The pianist claimed that he had a premonition before Bowie’s passing that he was going to die when they chatted via email for the final time.

“Right before he died, I was working on my biography and was asked to listen 60 songs we’d recorded together,” shared Garson.

He continued: “I was overwhelmed, because I never usually listened to our old songs – like David, I’ll be on to the next thing. I emailed him, saying I was in shock at how good we’d been.

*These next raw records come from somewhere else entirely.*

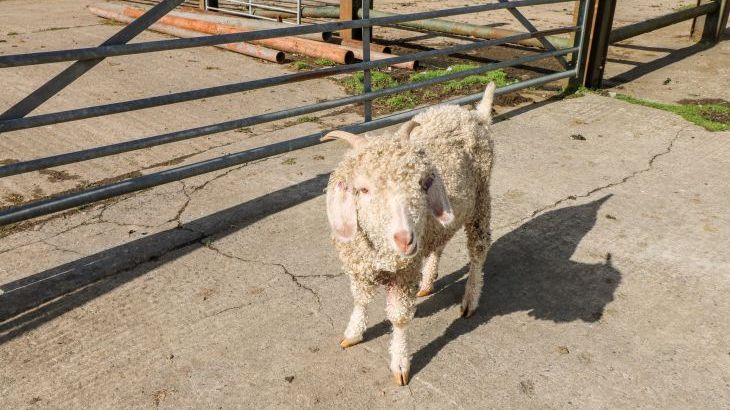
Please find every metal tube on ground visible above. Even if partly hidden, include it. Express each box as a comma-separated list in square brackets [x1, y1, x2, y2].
[0, 71, 576, 226]
[0, 0, 575, 68]
[175, 7, 332, 41]
[0, 26, 579, 134]
[0, 46, 577, 177]
[340, 44, 419, 70]
[89, 6, 286, 64]
[253, 6, 573, 48]
[108, 4, 355, 64]
[330, 38, 392, 53]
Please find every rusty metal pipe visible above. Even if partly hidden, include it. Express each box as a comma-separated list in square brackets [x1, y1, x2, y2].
[89, 6, 286, 64]
[253, 6, 573, 49]
[109, 3, 355, 64]
[340, 44, 419, 70]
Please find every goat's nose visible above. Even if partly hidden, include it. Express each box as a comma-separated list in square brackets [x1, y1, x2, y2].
[393, 231, 413, 255]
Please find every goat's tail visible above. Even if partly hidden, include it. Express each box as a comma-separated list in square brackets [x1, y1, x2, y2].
[477, 81, 497, 125]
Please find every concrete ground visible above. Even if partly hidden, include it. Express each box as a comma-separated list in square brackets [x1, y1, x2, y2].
[0, 0, 730, 409]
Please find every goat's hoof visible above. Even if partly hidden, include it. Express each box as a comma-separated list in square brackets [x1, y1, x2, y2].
[340, 337, 362, 349]
[461, 305, 477, 319]
[393, 370, 408, 386]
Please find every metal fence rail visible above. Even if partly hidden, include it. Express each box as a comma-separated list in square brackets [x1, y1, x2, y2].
[583, 0, 730, 88]
[0, 0, 594, 226]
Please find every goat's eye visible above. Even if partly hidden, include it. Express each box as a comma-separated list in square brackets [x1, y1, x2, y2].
[421, 175, 433, 191]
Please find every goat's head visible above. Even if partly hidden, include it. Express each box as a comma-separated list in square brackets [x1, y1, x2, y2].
[325, 121, 454, 257]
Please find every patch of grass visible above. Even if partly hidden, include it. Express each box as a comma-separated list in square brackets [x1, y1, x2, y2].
[674, 3, 695, 11]
[410, 64, 514, 93]
[616, 94, 730, 131]
[559, 85, 592, 98]
[344, 71, 398, 94]
[314, 58, 337, 67]
[297, 115, 318, 124]
[383, 91, 419, 111]
[291, 60, 312, 71]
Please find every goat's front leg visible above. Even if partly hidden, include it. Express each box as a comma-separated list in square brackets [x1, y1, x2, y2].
[418, 248, 444, 297]
[340, 277, 375, 349]
[385, 284, 417, 386]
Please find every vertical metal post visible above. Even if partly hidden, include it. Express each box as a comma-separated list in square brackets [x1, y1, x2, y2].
[569, 0, 597, 87]
[340, 0, 362, 40]
[583, 0, 616, 88]
[362, 0, 373, 122]
[690, 0, 730, 44]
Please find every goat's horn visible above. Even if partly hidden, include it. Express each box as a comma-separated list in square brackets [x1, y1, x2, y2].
[320, 130, 368, 148]
[399, 120, 421, 138]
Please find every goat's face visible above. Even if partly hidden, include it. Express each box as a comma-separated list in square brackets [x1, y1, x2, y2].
[327, 121, 453, 257]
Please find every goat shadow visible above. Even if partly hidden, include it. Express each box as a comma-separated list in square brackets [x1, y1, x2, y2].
[365, 195, 621, 375]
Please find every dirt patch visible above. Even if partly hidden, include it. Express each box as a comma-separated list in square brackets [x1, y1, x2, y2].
[38, 169, 81, 182]
[3, 193, 25, 206]
[677, 98, 730, 108]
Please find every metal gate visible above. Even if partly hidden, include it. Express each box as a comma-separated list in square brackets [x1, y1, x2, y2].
[0, 0, 595, 226]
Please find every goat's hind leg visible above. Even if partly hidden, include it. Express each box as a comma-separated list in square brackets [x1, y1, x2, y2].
[461, 199, 492, 317]
[340, 278, 375, 349]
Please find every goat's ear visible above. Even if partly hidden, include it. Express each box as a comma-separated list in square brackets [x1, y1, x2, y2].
[421, 174, 454, 226]
[327, 181, 357, 242]
[320, 130, 368, 148]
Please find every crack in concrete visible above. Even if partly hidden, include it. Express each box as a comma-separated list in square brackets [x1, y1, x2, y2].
[208, 303, 250, 317]
[201, 237, 335, 329]
[496, 126, 689, 230]
[39, 239, 86, 256]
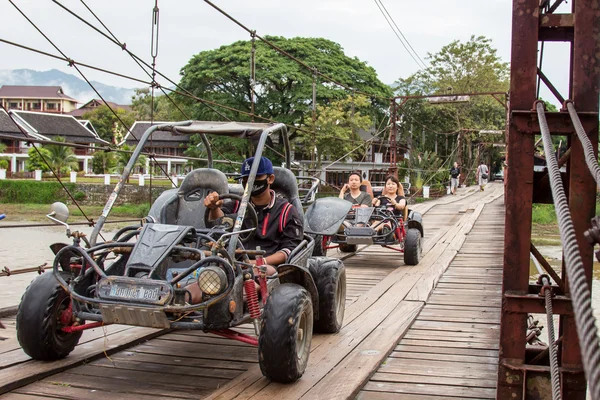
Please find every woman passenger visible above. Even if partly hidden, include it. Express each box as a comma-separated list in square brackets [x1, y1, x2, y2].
[372, 175, 406, 231]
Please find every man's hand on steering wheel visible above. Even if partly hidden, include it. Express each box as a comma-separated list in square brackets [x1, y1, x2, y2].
[204, 192, 223, 210]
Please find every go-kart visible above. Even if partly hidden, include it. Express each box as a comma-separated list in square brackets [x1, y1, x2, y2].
[305, 198, 424, 265]
[17, 121, 348, 382]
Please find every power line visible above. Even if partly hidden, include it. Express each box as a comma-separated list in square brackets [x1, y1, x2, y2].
[373, 0, 427, 69]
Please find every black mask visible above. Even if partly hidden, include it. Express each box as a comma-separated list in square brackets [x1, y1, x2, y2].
[250, 178, 269, 197]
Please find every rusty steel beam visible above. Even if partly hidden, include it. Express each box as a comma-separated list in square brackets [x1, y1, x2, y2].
[530, 242, 566, 293]
[539, 13, 575, 42]
[510, 109, 598, 135]
[538, 68, 565, 104]
[496, 0, 540, 400]
[502, 287, 573, 316]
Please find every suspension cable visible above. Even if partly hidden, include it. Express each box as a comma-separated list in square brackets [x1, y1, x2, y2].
[0, 103, 106, 241]
[529, 252, 561, 400]
[566, 100, 600, 185]
[535, 101, 600, 399]
[199, 0, 391, 101]
[8, 0, 177, 186]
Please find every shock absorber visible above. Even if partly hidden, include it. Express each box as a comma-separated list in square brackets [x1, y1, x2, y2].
[244, 274, 260, 336]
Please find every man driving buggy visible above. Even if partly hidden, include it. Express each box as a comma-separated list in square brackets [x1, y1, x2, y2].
[188, 157, 304, 304]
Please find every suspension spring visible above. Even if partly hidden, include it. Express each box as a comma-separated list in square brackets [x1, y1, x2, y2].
[244, 274, 260, 319]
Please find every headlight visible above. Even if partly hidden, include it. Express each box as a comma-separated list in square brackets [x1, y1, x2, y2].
[198, 266, 227, 295]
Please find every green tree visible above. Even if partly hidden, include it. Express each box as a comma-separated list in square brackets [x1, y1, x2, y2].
[296, 96, 372, 168]
[395, 36, 510, 173]
[0, 143, 9, 169]
[92, 150, 116, 174]
[25, 146, 50, 172]
[44, 136, 79, 176]
[115, 144, 146, 174]
[131, 88, 187, 121]
[181, 37, 392, 130]
[83, 105, 135, 144]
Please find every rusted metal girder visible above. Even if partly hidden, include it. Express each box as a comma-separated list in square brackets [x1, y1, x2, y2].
[497, 0, 600, 400]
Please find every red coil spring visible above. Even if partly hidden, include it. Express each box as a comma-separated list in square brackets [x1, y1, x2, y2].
[244, 279, 260, 319]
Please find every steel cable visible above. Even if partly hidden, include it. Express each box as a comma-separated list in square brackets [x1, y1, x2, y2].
[567, 101, 600, 185]
[542, 276, 562, 400]
[536, 102, 600, 399]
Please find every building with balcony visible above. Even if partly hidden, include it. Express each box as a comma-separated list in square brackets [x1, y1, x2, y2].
[120, 121, 189, 175]
[0, 110, 108, 173]
[0, 85, 78, 114]
[67, 99, 131, 119]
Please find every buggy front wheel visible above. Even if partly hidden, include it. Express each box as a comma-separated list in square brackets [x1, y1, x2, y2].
[340, 243, 357, 253]
[17, 272, 82, 361]
[404, 228, 423, 265]
[258, 283, 313, 383]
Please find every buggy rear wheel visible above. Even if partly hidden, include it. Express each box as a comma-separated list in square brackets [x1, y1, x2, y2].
[308, 257, 346, 333]
[312, 235, 331, 257]
[404, 228, 422, 265]
[258, 283, 313, 383]
[340, 243, 357, 253]
[17, 272, 82, 361]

Within minutes, David wrote back saying, ‘Mike, we did a great body of work together.’ I suddenly felt tears, knowing something was wrong.”

“I said to my wife Susan, ‘That’s the last time I’m going to speak to David.’ I couldn’t explain why, but I was right,” he added.

In other Bowie news, Toyah Willcox and Robert Fripp performed a cover of Bowie’s ‘Heroes’ at their recent set at Glastonbury.

Back in 1977, Fripp recorded the guitar for the hit Bowie track, as well as featuring on the singer’s two hit albums ‘Heroes’ and ‘Scary Monsters’. He also got into a dispute with Bowie’s estate back in 2019, when he claimed that he was given improper credit for his contributions to the artist’s discography.

Dexys Midnight Runners‘ Kevin Rowland recently recalled calling Bowie “full of shit” and “a bad copy of Bryan Ferry“.

Of the comment, Rowland shared how at a gig in 1983 where the band served as openers for the icon, 50 people in the front kept chanting “Bowie”.

“So I went up to them and said something along the lines of: ‘You’re sitting in a fucking field all day in a load of mud waiting for fucking David Bowie! He’s just a pale imitation of Bryan Ferry!’ As we went to start the next song, the plugs were pulled. Bowie had been at the back of the stage and heard it. We were supposed to do two nights, but they didn’t want us back for the second.”